Le cas du vote électronique nous fournit un excellent exemple type pour préciser le genre de questions à poser et le processus à suivre. Il s’agit, avant tout, de poser la question de l’opportunité du vote électronique. Quels critères veut-on améliorer ? La rapidité du dépouillement, la précision, la possibilité de publier plus vite les résultats, la possibilité d’une analyse plus fine et instantanée ou un simple vernis de modernité ? Et quels critères veut-on préserver absolument parce qu’ils incarnent notre modèle démocratique ? La transparence, la possibilité de recomptage par tout citoyen, l’anonymat ? Il faut ensuite traduire ces critères en termes de niveau d’exigence sur la solution technique potentielle : Quel temps de dépouillement visons-nous ? Quel niveau d’erreur tolérons-nous ? Quel temps de réactivité des équipes techniques souhaitons-nous ? Quel est le nombre de votes que nous sommes prêts à recompter ou même à annuler en cas d’erreur ? (Dans le cas du scrutin du 25 mai on parle d’annuler 2 000 votes, étions-nous prêts à le dire explicitement avant ? Ou plus généralement étions-nous prêts à parler de la possibilité d’erreur ?). Ensuite, forts d’un cahier des charges complet, précis et exigeant, la question du prix de la qualité doit être posée : Combien sommes-nous prêts à payer pour quelle amélioration ? Pour finir, la question de l’adaptation des procédures et règlements en vigueur doit systématiquement être posée. Automatiser en considérant que "toute chose étant égale par ailleurs" au niveau des procédures conduit rarement à des solutions cohérentes. Le dispositif juridique doit souvent être adapté pour garder les mêmes garanties démocratiques dans un contexte nouveau. A titre d’exemple, une question que l’accident de dimanche dernier suscite est de savoir si le rôle d’un président du bureau de vote est toujours le même lorsque ce dernier ne peut faire son constat que sur base des rapports d’experts fournis par le SPF.

Comme on le voit, bien plus loin que la simple question d’une négligence technique prise isolément et de ses conséquences lamentables sinon risibles, la question de la gouvernance digitale nécessite des réflexions plus vastes.

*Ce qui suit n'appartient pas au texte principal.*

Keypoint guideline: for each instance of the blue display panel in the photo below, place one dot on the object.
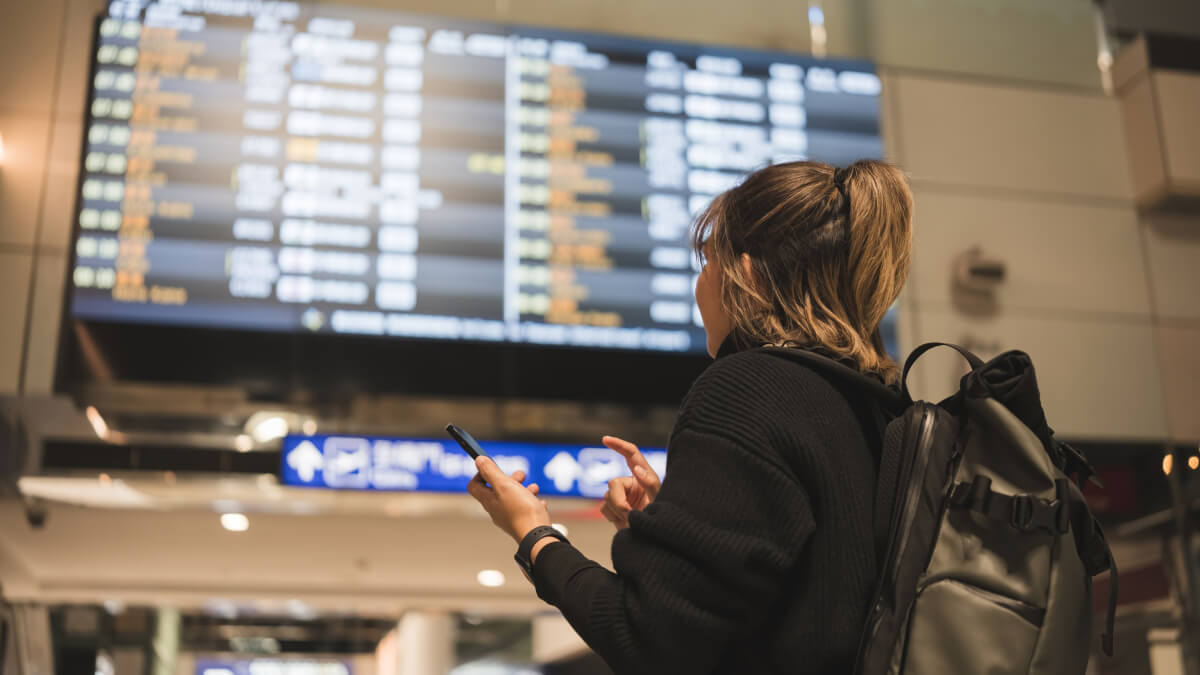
(268, 665)
(426, 465)
(329, 168)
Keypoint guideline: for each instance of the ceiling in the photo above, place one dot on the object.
(143, 539)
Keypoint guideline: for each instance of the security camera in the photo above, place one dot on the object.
(35, 513)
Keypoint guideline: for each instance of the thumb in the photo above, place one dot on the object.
(647, 479)
(489, 470)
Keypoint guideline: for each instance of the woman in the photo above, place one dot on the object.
(756, 553)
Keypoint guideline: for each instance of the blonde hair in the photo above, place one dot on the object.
(829, 252)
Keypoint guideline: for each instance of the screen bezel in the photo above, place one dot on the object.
(280, 365)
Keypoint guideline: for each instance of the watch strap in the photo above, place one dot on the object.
(526, 549)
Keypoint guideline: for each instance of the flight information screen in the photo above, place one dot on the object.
(300, 167)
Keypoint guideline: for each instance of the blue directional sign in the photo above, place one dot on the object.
(373, 463)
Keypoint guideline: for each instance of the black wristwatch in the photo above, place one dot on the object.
(533, 537)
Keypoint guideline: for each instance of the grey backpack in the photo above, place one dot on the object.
(987, 547)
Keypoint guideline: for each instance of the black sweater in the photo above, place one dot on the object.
(757, 554)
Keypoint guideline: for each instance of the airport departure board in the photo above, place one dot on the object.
(306, 167)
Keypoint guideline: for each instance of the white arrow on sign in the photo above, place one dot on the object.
(563, 470)
(306, 459)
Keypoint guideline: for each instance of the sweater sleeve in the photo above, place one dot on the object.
(697, 568)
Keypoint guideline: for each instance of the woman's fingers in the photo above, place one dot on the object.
(491, 472)
(634, 458)
(617, 495)
(648, 479)
(611, 514)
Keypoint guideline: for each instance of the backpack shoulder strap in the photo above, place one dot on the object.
(976, 362)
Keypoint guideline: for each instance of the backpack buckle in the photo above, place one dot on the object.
(1023, 513)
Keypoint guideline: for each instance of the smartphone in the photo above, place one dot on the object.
(466, 441)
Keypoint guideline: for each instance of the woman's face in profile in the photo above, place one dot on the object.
(708, 298)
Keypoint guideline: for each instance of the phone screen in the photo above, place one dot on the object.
(466, 441)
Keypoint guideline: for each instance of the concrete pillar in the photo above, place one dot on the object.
(553, 639)
(425, 644)
(166, 641)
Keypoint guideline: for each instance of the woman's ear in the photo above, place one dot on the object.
(749, 273)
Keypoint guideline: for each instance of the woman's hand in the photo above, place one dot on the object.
(629, 493)
(514, 507)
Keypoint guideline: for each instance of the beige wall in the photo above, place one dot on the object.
(1103, 299)
(1036, 175)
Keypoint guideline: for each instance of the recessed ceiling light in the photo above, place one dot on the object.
(234, 521)
(490, 578)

Mais peut-on faire l’économie de ces réflexions qui impliquent des aspects économiques, organisationnels, juridiques et politiques lorsqu’il s’agit de marier une technologie prometteuse mais bouleversante avec un service public, pilier essentiel dans une démocratie ?

Naji Habra

Doyen de la Faculté d’Informatique à l’Université de Namur. Co-titulaire de la chaire e-gouvernement.